Handle 2 preds for fin_bb in expand_omp_for_static_chunk

2015-04-15  Tom de Vries  <tom@codesourcery.com>

	PR tree-optimization/65637
	* omp-low.c (expand_omp_for_static_chunk): Handle case that fin_bb has 2
	predecessors.

---
 gcc/omp-low.c | 26 +++++++++++++++++---------
 1 file changed, 17 insertions(+), 9 deletions(-)

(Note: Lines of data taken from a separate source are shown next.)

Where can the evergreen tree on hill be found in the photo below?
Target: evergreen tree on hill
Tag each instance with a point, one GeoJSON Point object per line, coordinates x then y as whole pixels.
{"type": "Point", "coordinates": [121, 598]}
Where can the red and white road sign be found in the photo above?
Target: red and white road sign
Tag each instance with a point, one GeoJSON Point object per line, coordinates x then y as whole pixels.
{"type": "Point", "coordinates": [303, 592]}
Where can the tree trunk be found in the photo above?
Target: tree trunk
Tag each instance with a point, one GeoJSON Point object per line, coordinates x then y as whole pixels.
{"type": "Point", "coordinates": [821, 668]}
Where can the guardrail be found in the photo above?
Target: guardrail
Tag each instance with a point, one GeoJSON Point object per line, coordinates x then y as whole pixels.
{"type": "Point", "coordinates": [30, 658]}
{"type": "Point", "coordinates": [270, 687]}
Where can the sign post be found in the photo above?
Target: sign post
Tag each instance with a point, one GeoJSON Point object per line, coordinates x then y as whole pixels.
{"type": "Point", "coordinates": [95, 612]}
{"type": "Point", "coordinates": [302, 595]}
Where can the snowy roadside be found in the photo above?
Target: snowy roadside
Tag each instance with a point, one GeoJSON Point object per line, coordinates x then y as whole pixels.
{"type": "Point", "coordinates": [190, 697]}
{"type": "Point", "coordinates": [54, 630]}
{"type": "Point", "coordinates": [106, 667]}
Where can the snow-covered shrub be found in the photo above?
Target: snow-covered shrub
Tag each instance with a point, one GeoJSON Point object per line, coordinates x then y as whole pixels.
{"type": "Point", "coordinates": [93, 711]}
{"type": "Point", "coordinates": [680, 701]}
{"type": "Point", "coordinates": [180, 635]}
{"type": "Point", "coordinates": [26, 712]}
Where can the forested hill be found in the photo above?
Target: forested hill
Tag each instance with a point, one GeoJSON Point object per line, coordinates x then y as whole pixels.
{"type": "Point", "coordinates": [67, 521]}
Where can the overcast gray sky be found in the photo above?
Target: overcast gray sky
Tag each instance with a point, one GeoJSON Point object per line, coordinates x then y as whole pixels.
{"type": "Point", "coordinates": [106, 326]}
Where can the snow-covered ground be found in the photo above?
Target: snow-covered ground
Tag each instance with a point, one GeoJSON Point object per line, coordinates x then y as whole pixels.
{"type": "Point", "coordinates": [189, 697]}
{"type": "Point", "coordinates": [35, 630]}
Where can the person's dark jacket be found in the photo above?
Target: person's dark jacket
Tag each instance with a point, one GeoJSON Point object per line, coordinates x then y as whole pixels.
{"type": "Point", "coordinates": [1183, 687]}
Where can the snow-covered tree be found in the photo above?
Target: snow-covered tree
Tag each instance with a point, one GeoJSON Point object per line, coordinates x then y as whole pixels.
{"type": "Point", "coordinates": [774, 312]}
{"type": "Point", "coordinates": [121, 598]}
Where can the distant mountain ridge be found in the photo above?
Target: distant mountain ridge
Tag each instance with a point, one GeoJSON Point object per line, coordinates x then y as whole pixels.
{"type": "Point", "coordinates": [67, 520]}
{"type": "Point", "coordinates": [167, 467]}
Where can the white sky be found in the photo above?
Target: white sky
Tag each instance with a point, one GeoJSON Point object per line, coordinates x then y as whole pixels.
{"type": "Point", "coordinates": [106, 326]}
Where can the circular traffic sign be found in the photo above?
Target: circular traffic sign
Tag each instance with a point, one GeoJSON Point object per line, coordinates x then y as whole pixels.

diff --git a/gcc/omp-low.c b/gcc/omp-low.c
index 62cbed0..6d7d82d 100644
--- a/gcc/omp-low.c
+++ b/gcc/omp-low.c
@@ -6991,7 +6991,7 @@  expand_omp_for_static_chunk (struct omp_region *region,
       se->probability = REG_BR_PROB_BASE / 2000 - 1;
       if (gimple_in_ssa_p (cfun))
 	{
-	  int dest_idx = find_edge (entry_bb, fin_bb)->dest_idx;
+	  int dest_idx = find_edge (iter_part_bb, fin_bb)->dest_idx;
 	  for (gphi_iterator gpi = gsi_start_phis (fin_bb);
 	       !gsi_end_p (gpi); gsi_next (&gpi))
 	    {
@@ -7262,7 +7262,7 @@  expand_omp_for_static_chunk (struct omp_region *region,
       /* When we redirect the edge from trip_update_bb to iter_part_bb, we
 	 remove arguments of the phi nodes in fin_bb.  We need to create
 	 appropriate phi nodes in iter_part_bb instead.  */
-      se = single_pred_edge (fin_bb);
+      se = find_edge (iter_part_bb, fin_bb);
       re = single_succ_edge (trip_update_bb);
       vec<edge_var_map> *head = redirect_edge_var_map_vector (re);
       ene = single_succ_edge (entry_bb);
@@ -7277,6 +7277,10 @@  expand_omp_for_static_chunk (struct omp_region *region,
 	  phi = psi.phi ();
 	  t = gimple_phi_result (phi);
 	  gcc_assert (t == redirect_edge_var_map_result (vm));
+
+	  if (!single_pred_p (fin_bb))
+	    t = copy_ssa_name (t, phi);
+
 	  nphi = create_phi_node (t, iter_part_bb);
 
 	  t = PHI_ARG_DEF_FROM_EDGE (phi, se);
@@ -7296,16 +7300,20 @@  expand_omp_for_static_chunk (struct omp_region *region,
 	  gcc_assert (inner_loop_phi != NULL);
 	  add_phi_arg (inner_loop_phi, gimple_phi_result (nphi),
 		       find_edge (seq_start_bb, body_bb), locus);
+
+	  if (!single_pred_p (fin_bb))
+	    add_phi_arg (phi, gimple_phi_result (nphi), se, locus);
 	}
       gcc_assert (gsi_end_p (psi) && (head == NULL || i == head->length ()));
       redirect_edge_var_map_clear (re);
-      while (1)
-	{
-	  psi = gsi_start_phis (fin_bb);
-	  if (gsi_end_p (psi))
-	    break;
-	  remove_phi_node (&psi, false);
-	}
+      if (single_pred_p (fin_bb))
+	while (1)
+	  {
+	    psi = gsi_start_phis (fin_bb);
+	    if (gsi_end_p (psi))
+	      break;
+	    remove_phi_node (&psi, false);
+	  }
 
       /* Make phi node for trip.  */
       phi = create_phi_node (trip_main, iter_part_bb);
-- 
1.9.1